Preclinical efficacy in therapeutic area guidelines from the U.S. Food and Drug Administration and the European Medicines Agency: a cross-sectional study.

机构信息

Charité - University Medicine Berlin, QUEST - Center for Transforming Biomedical Research, Berlin Institute of Health (BIH), Berlin, Germany.

Institute for History, Ethics and Philosophy of Medicine, Hannover Medical School (MHH), Hannover, Germany.

出版信息

Br J Pharmacol. 2018 Nov;175(22):4229-4238. doi: 10.1111/bph.14485. Epub 2018 Oct 1.

DOI:10.1111/bph.14485
PMID:30153701
原文链接:https://pmc.ncbi.nlm.nih.gov/articles/PMC6193882/
Abstract

BACKGROUND AND PURPOSE

Therapeutic area guidelines (TAGs) published by the EMA and the FDA offer guidance in planning the launch of a trial in a certain indication. We assessed and compared the guidance on preclinical efficacy of all available TAGs from EMA and FDA.

EXPERIMENTAL APPROACH

EMA and FDA websites and databases were searched for all TAGs. A mixed deductive and inductive approach was applied to analyse and cluster content for preclinical efficacy.

KEY RESULTS

A total of 114 EMA and 120 FDA TAGs were identified, covering 126 indications. Our core finding is that 75% of EMA TAGs and 58% from the FDA TAGs do not offer any guidance on preclinical efficacy. TAGs varied widely on the extent, nature and detail of guidance.

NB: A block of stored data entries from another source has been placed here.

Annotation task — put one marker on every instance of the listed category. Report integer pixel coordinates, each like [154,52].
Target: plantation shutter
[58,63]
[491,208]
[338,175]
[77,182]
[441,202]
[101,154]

CONCLUSIONS AND IMPLICATIONS

Guidance on preclinical efficacy in a consistent, comprehensive and explicit way that still allows for justified deviations is an important but neglected aspect of transparency for drug development. This transparency would help sponsors in designing preclinical studies and in negotiating more efficiently with regulators.

摘要

背景与目的

EMA 和 FDA 发布的治疗领域指南(TAG)为在特定适应症中规划试验启动提供了指导。我们评估并比较了 EMA 和 FDA 所有可用 TAG 中关于临床前疗效的指导。

实验方法

搜索了 EMA 和 FDA 网站和数据库中的所有 TAG。应用混合演绎和归纳方法分析和聚类临床前疗效的内容。

主要结果

共确定了 114 份 EMA 和 120 份 FDA TAG,涵盖 126 种适应症。我们的核心发现是,75%的 EMA TAG 和 58%的 FDA TAG 没有提供任何关于临床前疗效的指导。TAG 在指导的范围、性质和细节上差异很大。

结论和意义

以一致、全面和明确的方式提供临床前疗效指导,同时允许有合理的偏差,这是药物开发透明度的一个重要但被忽视的方面。这种透明度将有助于赞助商设计临床前研究,并更有效地与监管机构进行谈判。